Written by Lillian Harry
Previously, first-attempt success rates for pediatric intubations hovered around 50%. Video-assisted laryngoscopy significantly increased first-attempt success rates and also had fewer adverse outcomes.
Why does this matter?
Data published earlier this year by the VIPER Collaborative did not show significant improvement in intubation outcomes using videolaryngoscopy; however, that study strictly defined VL as indirect laryngoscopy (looking at the screen, not the patient). Pediatric intubation remains a low frequency, high risk procedure, and it is imperative to improve success rates.
The VL Wins Again
Two national airway consortiums collected data from 11 different pediatric EDs in the United States and Canada totalling 1,412 emergency pediatric intubations. This study differs from the VIPER Collaborative, where they only used the video monitor display during intubation. The primary outcomes were first-attempt success and adverse airway outcomes. In addition to all the adverse airway outcomes, hypoxia was also subcategorized into moderate (SpO2 <90%) and severe (SpO2 <80%).
First-attempt success occurred in 970 of 1,386 (70.0%) encounters. The use of video-assisted laryngoscopy (VAL) was associated with a higher odds of first-attempt success (OR 2.01). 30.2% of encounters had at least one adverse airway outcome, 17.3% had severe adverse airway outcomes. 24.6% had moderate hypoxemia, and 18.7% had severe hypoxemia. Patients intubated with VAL didn’t have a significant reduction of any adverse outcome, but they did have a 30% reduced odds of experiencing severe adverse airway outcome. The sites that used VAL more often had higher odds of first-attempt success. Older children also had greater likelihood of first-attempt success and fewer adverse outcomes.
When using the videolaryngoscope, providers often use a combination of direct laryngoscopy to visualize the anatomy in addition to the aid of the display screen from the videolaryngoscope to help improve chances of success. Given the lower risk of severe adverse outcomes and higher first-pass success, providers in all EDs should be comfortable with using VAL for pediatric intubations, and it will likely become the standard of care.

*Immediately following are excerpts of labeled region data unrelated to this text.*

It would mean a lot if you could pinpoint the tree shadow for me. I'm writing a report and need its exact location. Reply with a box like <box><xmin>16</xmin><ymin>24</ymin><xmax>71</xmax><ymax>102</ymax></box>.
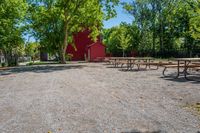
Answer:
<box><xmin>0</xmin><ymin>64</ymin><xmax>85</xmax><ymax>76</ymax></box>
<box><xmin>160</xmin><ymin>75</ymin><xmax>200</xmax><ymax>84</ymax></box>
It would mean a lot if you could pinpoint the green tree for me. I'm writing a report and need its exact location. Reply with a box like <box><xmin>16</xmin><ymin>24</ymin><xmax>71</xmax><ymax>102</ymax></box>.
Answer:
<box><xmin>25</xmin><ymin>42</ymin><xmax>40</xmax><ymax>62</ymax></box>
<box><xmin>0</xmin><ymin>0</ymin><xmax>27</xmax><ymax>66</ymax></box>
<box><xmin>27</xmin><ymin>0</ymin><xmax>118</xmax><ymax>63</ymax></box>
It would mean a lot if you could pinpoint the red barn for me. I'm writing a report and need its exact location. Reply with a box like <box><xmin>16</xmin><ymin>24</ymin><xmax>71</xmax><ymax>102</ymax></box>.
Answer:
<box><xmin>66</xmin><ymin>30</ymin><xmax>106</xmax><ymax>61</ymax></box>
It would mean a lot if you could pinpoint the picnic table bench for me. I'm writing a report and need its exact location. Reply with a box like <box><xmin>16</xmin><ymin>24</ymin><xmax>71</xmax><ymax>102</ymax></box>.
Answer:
<box><xmin>163</xmin><ymin>58</ymin><xmax>200</xmax><ymax>80</ymax></box>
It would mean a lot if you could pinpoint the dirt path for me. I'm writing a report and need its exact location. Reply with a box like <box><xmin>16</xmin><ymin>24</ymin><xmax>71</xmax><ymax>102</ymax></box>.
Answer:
<box><xmin>0</xmin><ymin>63</ymin><xmax>200</xmax><ymax>133</ymax></box>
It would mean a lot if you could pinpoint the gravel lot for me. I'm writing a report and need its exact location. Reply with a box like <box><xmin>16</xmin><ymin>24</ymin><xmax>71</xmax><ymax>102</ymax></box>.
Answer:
<box><xmin>0</xmin><ymin>63</ymin><xmax>200</xmax><ymax>133</ymax></box>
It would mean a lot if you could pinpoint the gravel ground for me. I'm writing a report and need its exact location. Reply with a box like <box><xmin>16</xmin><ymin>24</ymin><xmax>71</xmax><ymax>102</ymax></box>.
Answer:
<box><xmin>0</xmin><ymin>63</ymin><xmax>200</xmax><ymax>133</ymax></box>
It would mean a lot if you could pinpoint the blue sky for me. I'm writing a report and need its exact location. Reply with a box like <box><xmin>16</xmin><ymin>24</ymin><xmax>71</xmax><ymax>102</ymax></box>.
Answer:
<box><xmin>25</xmin><ymin>0</ymin><xmax>133</xmax><ymax>42</ymax></box>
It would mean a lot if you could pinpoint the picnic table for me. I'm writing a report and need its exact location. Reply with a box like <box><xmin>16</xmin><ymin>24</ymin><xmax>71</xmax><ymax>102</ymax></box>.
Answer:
<box><xmin>163</xmin><ymin>58</ymin><xmax>200</xmax><ymax>80</ymax></box>
<box><xmin>110</xmin><ymin>57</ymin><xmax>154</xmax><ymax>69</ymax></box>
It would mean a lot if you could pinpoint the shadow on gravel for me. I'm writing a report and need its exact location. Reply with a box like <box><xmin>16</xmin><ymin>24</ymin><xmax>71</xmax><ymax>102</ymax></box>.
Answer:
<box><xmin>122</xmin><ymin>129</ymin><xmax>167</xmax><ymax>133</ymax></box>
<box><xmin>160</xmin><ymin>76</ymin><xmax>200</xmax><ymax>84</ymax></box>
<box><xmin>0</xmin><ymin>65</ymin><xmax>85</xmax><ymax>76</ymax></box>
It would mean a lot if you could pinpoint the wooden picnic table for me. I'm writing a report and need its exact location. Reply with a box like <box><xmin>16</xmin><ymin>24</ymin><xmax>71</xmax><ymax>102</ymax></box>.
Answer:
<box><xmin>110</xmin><ymin>57</ymin><xmax>154</xmax><ymax>69</ymax></box>
<box><xmin>163</xmin><ymin>58</ymin><xmax>200</xmax><ymax>80</ymax></box>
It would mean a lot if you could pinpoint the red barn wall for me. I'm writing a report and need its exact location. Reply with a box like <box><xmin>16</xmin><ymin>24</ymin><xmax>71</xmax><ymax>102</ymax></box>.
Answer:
<box><xmin>66</xmin><ymin>30</ymin><xmax>105</xmax><ymax>61</ymax></box>
<box><xmin>66</xmin><ymin>30</ymin><xmax>94</xmax><ymax>60</ymax></box>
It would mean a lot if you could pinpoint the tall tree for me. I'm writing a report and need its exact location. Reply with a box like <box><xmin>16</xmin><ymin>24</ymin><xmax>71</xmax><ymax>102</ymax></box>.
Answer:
<box><xmin>0</xmin><ymin>0</ymin><xmax>27</xmax><ymax>66</ymax></box>
<box><xmin>29</xmin><ymin>0</ymin><xmax>118</xmax><ymax>63</ymax></box>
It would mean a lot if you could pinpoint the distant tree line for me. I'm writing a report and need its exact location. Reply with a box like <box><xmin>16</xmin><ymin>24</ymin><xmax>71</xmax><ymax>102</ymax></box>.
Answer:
<box><xmin>0</xmin><ymin>0</ymin><xmax>119</xmax><ymax>66</ymax></box>
<box><xmin>103</xmin><ymin>0</ymin><xmax>200</xmax><ymax>57</ymax></box>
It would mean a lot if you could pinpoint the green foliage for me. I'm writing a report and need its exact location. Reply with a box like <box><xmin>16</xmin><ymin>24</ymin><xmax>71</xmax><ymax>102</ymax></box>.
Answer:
<box><xmin>25</xmin><ymin>43</ymin><xmax>40</xmax><ymax>62</ymax></box>
<box><xmin>27</xmin><ymin>0</ymin><xmax>118</xmax><ymax>63</ymax></box>
<box><xmin>0</xmin><ymin>0</ymin><xmax>27</xmax><ymax>66</ymax></box>
<box><xmin>103</xmin><ymin>23</ymin><xmax>140</xmax><ymax>56</ymax></box>
<box><xmin>117</xmin><ymin>0</ymin><xmax>200</xmax><ymax>56</ymax></box>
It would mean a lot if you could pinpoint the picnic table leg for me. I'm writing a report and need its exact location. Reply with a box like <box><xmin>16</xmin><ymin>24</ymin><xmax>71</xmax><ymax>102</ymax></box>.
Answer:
<box><xmin>127</xmin><ymin>60</ymin><xmax>131</xmax><ymax>70</ymax></box>
<box><xmin>175</xmin><ymin>60</ymin><xmax>180</xmax><ymax>79</ymax></box>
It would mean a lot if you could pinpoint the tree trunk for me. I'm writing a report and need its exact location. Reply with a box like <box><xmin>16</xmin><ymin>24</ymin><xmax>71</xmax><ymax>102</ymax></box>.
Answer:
<box><xmin>60</xmin><ymin>23</ymin><xmax>68</xmax><ymax>64</ymax></box>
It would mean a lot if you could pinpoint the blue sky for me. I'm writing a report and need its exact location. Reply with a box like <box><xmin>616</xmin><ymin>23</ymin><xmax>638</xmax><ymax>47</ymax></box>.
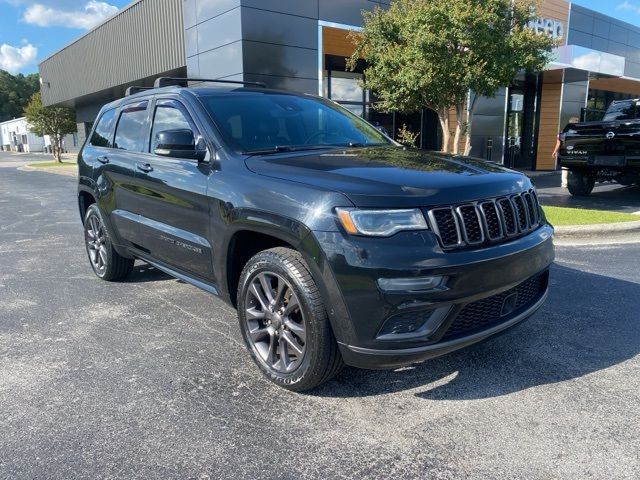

Peer reviewed by Dr. Ketan Patel
Editor’s note: Future study of VL should specify the device used and blade geometry. It’s inadequate to only say ‘VL’; it’s not even enough to say ‘Storz’ or ‘Glidescope,’ as both have standard geometry and hyperangulated blades. ~Clay Smith
Video-Assisted Laryngoscopy for Pediatric Tracheal Intubation in the Emergency Department: A Multicenter Study of Clinical Outcomes. Ann Emerg Med. 2022 Oct 15:S0196-0644(22)00604-7. doi: 10.1016/j.annemergmed.2022.08.021. Epub ahead of print.